The judiciary has a powerful and lasting impact on the issues that the religious community cares about, including but not limited to the preservation of civil liberties and civil rights, protection of the environment, freedom of choice and speech, and freedom from imposed religion. Judges and justices granted lifetime appointments to the Federal Bench have the ability to either safeguard or erode these rights over the many years they serve.

It is far past time for the religious community to join the many progressive organizations that are fighting for a fair and independent judiciary. Sitting out vital debates about judicial nominees jeopardizes the crucial gains we have made and will make in the legislative arena. We need to ensure the appointment of judges who will uphold an expansive interpretation of the law as it applies to our fundamental rights and the separation of church and state.

For this reason, the Reform Jewish Movement decided in 2002 to "oppose a nominee if after consideration of what the nominee has said and written, and his or her record, it believes that a compelling case can be made that the appointment would threaten protection of the most fundamental rights which our Movement supports." This past winter, the Reform Movement added that it would actively support qualified nominees who are attacked or criticized based on "their records or stated views related to the protection of the fundamental rights that our Movement supports" and/or "based on aspects of their personal identities that are irrelevant to their ability to fulfill the responsibilities of the positions to which they are nominated."

The recent clear shift of the courts to the right has only intensified the need for religious communities to engage with the Judicial Branch. President George W. Bush has appointed more than 30 percent of the judiciary, packing the courts with young, extremely conservative judges who will have an impact on national jurisprudence for years to come. The appointments of Chief Justice John Roberts and Justice Samuel Alito have already resulted in Supreme Court decisions to that are more predictably against the fundamental values that much of the Jewish community supports. For years, particularly during the Warren and Burger Era (1953-1986), the Supreme Court decided numerous landmark cases defending -- and sometimes expanding -- our fundamental liberties. In contrast, the Roberts Court has dealt serious blows to the rights of individuals and the separation of church and state, including the rights to demand remuneration for pay discrimination, to challenge Executive Branch spending, and to choose how to abort a pregnancy.

And we must not be concerned only with the Supreme Court. While the Supreme Court has significantly reduced the number of cases that it considers each year, Federal Court caseloads have burgeoned. As a result, we are witnessing an increased influence of each of the 13 Federal Circuit Courts. Therefore, our responsibility to scrutinize and speak out on appointments to these Courts of Appeals weighs more heavily on our shoulders.
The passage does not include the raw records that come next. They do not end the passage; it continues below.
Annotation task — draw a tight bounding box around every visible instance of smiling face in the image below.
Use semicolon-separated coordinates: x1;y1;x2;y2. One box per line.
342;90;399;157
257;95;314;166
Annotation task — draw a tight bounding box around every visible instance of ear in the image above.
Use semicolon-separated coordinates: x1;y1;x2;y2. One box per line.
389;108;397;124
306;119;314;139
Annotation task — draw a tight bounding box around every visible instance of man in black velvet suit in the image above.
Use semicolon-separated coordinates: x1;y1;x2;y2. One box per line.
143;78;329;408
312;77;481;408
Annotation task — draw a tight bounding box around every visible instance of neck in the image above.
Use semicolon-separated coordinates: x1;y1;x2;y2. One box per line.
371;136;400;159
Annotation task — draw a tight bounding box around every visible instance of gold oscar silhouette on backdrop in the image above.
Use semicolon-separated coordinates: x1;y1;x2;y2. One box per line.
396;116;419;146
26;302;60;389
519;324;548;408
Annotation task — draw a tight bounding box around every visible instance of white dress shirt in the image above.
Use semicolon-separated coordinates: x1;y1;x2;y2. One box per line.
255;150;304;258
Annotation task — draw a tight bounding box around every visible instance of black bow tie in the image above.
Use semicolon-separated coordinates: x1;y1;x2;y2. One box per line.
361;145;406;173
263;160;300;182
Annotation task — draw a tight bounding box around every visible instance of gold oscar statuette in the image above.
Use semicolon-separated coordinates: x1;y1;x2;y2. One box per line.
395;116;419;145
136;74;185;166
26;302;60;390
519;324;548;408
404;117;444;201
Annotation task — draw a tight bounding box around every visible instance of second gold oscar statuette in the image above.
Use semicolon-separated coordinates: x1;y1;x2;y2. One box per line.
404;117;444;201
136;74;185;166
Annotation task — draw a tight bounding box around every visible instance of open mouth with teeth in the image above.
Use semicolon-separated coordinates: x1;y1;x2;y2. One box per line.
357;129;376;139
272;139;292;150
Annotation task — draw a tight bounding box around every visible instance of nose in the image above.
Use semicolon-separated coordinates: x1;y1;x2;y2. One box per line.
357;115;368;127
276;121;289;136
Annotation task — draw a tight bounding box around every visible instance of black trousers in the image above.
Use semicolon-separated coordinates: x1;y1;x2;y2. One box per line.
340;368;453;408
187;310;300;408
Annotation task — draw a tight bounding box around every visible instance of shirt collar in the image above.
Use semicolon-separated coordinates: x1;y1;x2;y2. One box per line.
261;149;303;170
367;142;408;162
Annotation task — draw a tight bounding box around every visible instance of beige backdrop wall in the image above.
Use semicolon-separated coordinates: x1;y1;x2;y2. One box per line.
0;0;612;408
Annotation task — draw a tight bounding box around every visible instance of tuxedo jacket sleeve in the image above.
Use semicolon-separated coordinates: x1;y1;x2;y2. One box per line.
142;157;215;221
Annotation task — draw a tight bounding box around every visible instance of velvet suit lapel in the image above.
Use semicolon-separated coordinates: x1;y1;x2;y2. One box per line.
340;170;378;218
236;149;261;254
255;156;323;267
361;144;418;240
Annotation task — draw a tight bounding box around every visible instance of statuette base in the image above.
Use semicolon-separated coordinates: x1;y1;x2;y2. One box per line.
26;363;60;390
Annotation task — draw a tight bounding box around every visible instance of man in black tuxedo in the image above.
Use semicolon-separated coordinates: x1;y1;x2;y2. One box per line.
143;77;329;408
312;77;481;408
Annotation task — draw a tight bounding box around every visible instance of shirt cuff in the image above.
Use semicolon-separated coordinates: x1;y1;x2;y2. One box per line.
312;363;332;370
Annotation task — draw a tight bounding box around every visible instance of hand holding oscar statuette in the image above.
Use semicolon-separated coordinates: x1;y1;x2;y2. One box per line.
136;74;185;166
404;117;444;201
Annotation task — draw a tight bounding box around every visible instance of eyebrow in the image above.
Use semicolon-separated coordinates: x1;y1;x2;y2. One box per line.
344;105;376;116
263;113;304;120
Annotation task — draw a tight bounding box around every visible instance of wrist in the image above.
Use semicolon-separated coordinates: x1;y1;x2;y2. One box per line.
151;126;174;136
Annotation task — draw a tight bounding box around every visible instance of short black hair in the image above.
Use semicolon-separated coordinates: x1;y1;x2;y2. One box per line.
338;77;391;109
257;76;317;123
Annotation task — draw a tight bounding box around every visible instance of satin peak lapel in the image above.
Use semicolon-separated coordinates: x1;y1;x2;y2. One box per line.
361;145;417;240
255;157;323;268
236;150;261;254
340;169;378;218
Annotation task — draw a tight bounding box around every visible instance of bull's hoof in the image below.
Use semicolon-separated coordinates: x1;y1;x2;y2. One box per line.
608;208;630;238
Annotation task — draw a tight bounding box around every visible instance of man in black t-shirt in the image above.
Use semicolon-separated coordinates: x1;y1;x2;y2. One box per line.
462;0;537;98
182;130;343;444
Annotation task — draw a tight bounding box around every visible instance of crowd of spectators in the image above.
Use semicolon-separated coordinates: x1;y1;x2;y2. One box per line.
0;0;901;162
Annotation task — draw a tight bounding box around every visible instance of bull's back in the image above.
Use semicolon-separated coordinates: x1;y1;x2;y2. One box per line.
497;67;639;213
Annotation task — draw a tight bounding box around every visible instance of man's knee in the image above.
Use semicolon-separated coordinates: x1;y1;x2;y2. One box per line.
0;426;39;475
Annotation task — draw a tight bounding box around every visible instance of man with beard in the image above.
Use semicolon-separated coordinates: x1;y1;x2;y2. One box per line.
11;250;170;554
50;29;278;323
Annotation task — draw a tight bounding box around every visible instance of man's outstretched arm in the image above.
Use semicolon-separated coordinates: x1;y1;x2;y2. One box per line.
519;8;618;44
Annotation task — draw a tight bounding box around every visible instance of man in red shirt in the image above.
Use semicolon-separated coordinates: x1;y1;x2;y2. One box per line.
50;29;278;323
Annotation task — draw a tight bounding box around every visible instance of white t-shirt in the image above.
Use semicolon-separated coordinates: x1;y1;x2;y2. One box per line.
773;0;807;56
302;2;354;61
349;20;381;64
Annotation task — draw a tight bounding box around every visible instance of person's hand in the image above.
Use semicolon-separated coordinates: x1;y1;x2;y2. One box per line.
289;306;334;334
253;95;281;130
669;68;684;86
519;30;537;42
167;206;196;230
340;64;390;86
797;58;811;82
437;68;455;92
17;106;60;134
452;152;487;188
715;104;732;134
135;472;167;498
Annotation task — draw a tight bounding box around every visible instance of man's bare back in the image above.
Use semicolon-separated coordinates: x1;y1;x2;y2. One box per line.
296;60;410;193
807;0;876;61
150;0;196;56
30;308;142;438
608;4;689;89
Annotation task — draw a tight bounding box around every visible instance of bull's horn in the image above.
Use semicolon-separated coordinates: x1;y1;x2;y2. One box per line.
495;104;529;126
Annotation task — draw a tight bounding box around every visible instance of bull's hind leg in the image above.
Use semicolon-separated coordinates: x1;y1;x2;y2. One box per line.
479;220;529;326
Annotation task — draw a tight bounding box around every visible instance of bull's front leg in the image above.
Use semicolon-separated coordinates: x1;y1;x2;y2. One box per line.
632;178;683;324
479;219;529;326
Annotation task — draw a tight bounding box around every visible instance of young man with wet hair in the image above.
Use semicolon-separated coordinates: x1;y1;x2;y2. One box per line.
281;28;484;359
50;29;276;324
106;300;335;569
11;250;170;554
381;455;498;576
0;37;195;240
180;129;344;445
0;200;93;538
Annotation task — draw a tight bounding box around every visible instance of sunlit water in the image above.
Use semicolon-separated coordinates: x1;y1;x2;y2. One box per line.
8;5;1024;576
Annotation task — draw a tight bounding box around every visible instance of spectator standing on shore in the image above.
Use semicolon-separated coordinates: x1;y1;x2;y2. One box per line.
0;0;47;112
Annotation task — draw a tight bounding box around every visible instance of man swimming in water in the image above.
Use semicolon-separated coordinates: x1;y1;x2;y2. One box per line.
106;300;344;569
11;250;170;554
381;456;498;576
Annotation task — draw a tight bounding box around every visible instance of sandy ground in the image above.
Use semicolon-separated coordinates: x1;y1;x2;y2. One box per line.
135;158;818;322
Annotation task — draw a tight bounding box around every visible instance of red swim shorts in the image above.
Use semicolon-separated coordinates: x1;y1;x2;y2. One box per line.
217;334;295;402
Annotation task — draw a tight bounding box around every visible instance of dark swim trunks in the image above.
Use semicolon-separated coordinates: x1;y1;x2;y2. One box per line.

The recent change in Administration makes us optimistic that the rightward shift of the courts will end -- but this optimism cannot be an excuse for complacency. The Union for Reform Judaism recently resumed dissemination of Rights in Peril: Why the American Jewish Community and Others Cannot Afford to Sit Out the Debate Over Judicial Nominations, a call to action for the Jewish and national religious communities to join us in creating formal processes for considering whether to oppose and support judicial nominees. We hope the Reform Jewish Movement's policies and practices will serve as a model for organizations that choose to include active engagement with the Judicial Branch as a key component of their ongoing fights for justice. The religious community cannot be complacent. Too much is at stake.

Rabbi David Saperstein is director and counsel of the Religious Action Center of Reform Judaism and a national expert in church/state issues.